Battikpost, Lampung Selatan – Kasus dugaan pemalsuan tanda tangan dalam pencairan dana desa mengguncang Desa Malang Sari, Kecamatan Tanjung Sari, Kabupaten Lampung Selatan. Kepala Desa Malang Sari, AS, resmi dilaporkan ke Polres Lampung Selatan oleh Kaur Keuangan desa, AW, atas dugaan pemalsuan tanda tangan dan penyalahgunaan wewenang dalam pencairan dana desa.
Laporan ini telah diterima kepolisian dengan nomor STTLP/LP/B/44/1/2025/SPKT/POLRES LAMPUNG SELATAN/POLDA LAMPUNG pada 30 Januari 2025, dan saat ini masih dalam proses penyelidikan lebih lanjut.
AW menuding Kades AS telah mencairkan dana desa tanpa sepengetahuannya pada 19 dan 30 Desember 2024 di Bank Lampung Cabang Tanjung Bintang. Total dana desa yang dicairkan mencapai Rp 71,5 juta, dengan rincian Rp 62,5 juta pada pencairan pertama dan Rp 9 juta pada pencairan kedua.
- BACA JUGA : rusli-bintang-klarifikasi-dan-sampaikan-permintaan-maaf-terkait-situasi-di-universitas-malahayati
“Saya baru mengetahui tanda tangan saya dipalsukan setelah mendapatkan bukti dari pihak bank,” ungkap AW saat dikonfirmasi, Rabu (5 Maret 2025).
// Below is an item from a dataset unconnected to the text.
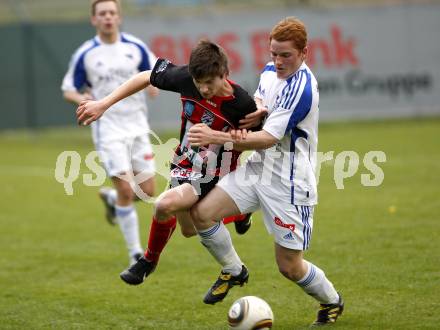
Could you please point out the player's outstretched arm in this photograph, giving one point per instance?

AW menjelaskan bahwa pada 19 Desember 2024, ia berada di rumah dan sama sekali tidak ikut serta dalam proses pencairan dana tersebut. Sementara itu, pada 30 Desember 2024, ia sedang berada di luar kota bersama keluarganya sejak 21 Desember 2024 hingga 5 Januari 2025, sehingga mustahil ia menandatangani dokumen pencairan dana desa pada tanggal tersebut.
Merasa dirugikan, AW kemudian mendatangi Bank Lampung Cabang Tanjung Bintang pada 20 Januari 2025 untuk meminta klarifikasi terkait pencairan dana desa yang dilakukan tanpa sepengetahuannya.
“Dari hasil konfirmasi dengan pihak bank, saya mendapatkan bukti bahwa tanda tangan saya benar-benar dipalsukan,” tegas AW.
AW berharap agar kepolisian dapat menindaklanjuti kasus ini dengan serius agar tidak ada lagi penyalahgunaan wewenang di pemerintahan desa.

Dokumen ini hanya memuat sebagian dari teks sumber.